Blowing smoke

A smoke free downtown bylaw proposal was butted out by council but ignited a question of the effectiveness of some bylaws.

A smoke free downtown bylaw proposal was butted out by council but ignited a question of a municipal politician’s prerogative and the effectiveness of some bylaws.

At the April 22 City council meeting the majority of City council felt a smoke free bylaw—one that would prohibit smoking in all public parks, playgrounds and restaurant patios within Rossland city

limits—was a provincial health issue.

And, to further reduce the downloading council felt was occurring at too-frequent intervals, it decided against the motion brought forward by councillor Kathy Moore at the April 8 meeting.

Councillor Kathy Wallace said council had a lot of really significant issues to deal with, and a smoking prohibition bylaw was not something they needed to take on.

She characterized the work of crafting a bylaw by City staff as low priority and pointed to it as another form of “downloading” from other levels of government.

And even if it was enacted by council in Rossland, the bylaw would not have any “teeth,” since there was no enforcement department in place to deal with the transgressors.

A critical piece of imposing a bylaw is its enforceability,” she pointed out. “Imposing of unenforceable bylaws is a slow, degrading and undermining of the very bylaw system that we are talking about.

If we continue to put in bylaws that we know we are not going to enforce, then what does that tell the public? Not to worry about any of the bylaws?”

Wallace said the motion was altered for one councillor’s purpose, as council had been discussing a smoke free bylaw of its own for the downtown streetscape and, in particular, for Harry Lefevre Square.

Council already had a process going on, she said, and it already had a discussion going on, but one councillor took the issue from council having a discussion with options to one councillor deciding that one option was the way to go.

I don’t think that is appropriate,” Wallace stated.
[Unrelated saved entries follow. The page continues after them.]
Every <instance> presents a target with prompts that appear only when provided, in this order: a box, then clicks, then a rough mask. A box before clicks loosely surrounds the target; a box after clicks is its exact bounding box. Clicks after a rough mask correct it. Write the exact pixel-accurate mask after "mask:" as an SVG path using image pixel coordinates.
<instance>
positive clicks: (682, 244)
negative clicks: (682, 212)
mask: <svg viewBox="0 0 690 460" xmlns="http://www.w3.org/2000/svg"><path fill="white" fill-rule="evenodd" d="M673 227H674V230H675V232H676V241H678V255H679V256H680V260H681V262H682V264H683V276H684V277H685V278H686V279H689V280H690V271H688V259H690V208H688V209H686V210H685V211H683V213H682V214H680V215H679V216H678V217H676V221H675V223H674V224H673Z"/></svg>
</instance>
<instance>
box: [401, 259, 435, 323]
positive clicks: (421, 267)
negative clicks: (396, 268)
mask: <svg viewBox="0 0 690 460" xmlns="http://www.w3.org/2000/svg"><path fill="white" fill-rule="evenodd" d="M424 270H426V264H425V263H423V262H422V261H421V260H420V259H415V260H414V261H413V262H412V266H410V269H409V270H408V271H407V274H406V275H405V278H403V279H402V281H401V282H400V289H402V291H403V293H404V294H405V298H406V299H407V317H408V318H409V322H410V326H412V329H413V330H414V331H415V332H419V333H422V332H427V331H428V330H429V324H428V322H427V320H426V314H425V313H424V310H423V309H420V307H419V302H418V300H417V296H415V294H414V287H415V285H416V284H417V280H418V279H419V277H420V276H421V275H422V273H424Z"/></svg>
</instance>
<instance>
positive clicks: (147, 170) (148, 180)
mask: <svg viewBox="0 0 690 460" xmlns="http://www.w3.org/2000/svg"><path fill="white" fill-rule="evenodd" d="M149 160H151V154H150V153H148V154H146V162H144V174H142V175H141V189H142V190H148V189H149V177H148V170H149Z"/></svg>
The rationale for the motion was based on the information provided by the delegation from Interior Health to council at the regular meeting of April 8 to show a commitment to building a healthy community, said Moore.
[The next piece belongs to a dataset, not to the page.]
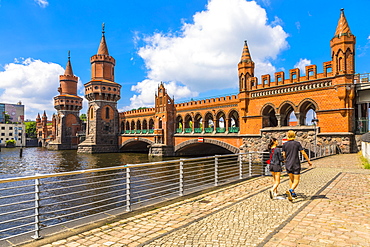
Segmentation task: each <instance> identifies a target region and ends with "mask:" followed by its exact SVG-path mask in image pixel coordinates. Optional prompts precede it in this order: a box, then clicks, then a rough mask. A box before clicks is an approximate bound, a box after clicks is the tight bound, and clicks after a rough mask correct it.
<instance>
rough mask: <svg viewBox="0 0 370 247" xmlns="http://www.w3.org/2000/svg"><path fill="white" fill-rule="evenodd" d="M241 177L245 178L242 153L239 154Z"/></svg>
mask: <svg viewBox="0 0 370 247" xmlns="http://www.w3.org/2000/svg"><path fill="white" fill-rule="evenodd" d="M238 157H239V179H243V160H242V158H243V157H242V155H241V154H239V155H238Z"/></svg>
It is also a health issue province wide, she added, and a lot of initiatives start as grass roots efforts by individual communities.

And we have different views about whether councillors can bring motions forward. I still think there is a place for this kind of action,” said Moore. “It did go beyond scope of the park … but I did not think there was a breath of chance this was going to pass.”

Councillor Jill Spearn agreed.

It’s certainly our job as councillors to bring a motion forward. We don’t bring a motion forward together,” she said. “I’m not here to get into an argument about anything. It’s our job to (move things forward), it’s not just about pipes in the ground and roads to be paved anymore.”

It wasn’t that a councillor couldn’t bring a motion forward, Wallace explained, it was that council already had one and one councillor derailed the process and the options that could have arisen.

The issue of no smoking on downtown city patios has not been had in council chambers up until this point, said councillor Jody Blomme, but restaurant owners could put signs out to ban smoking.

I would prefer to leave it up to the individual business owner to make that kind of decision for themselves,” she said, instead of council passing a bylaw.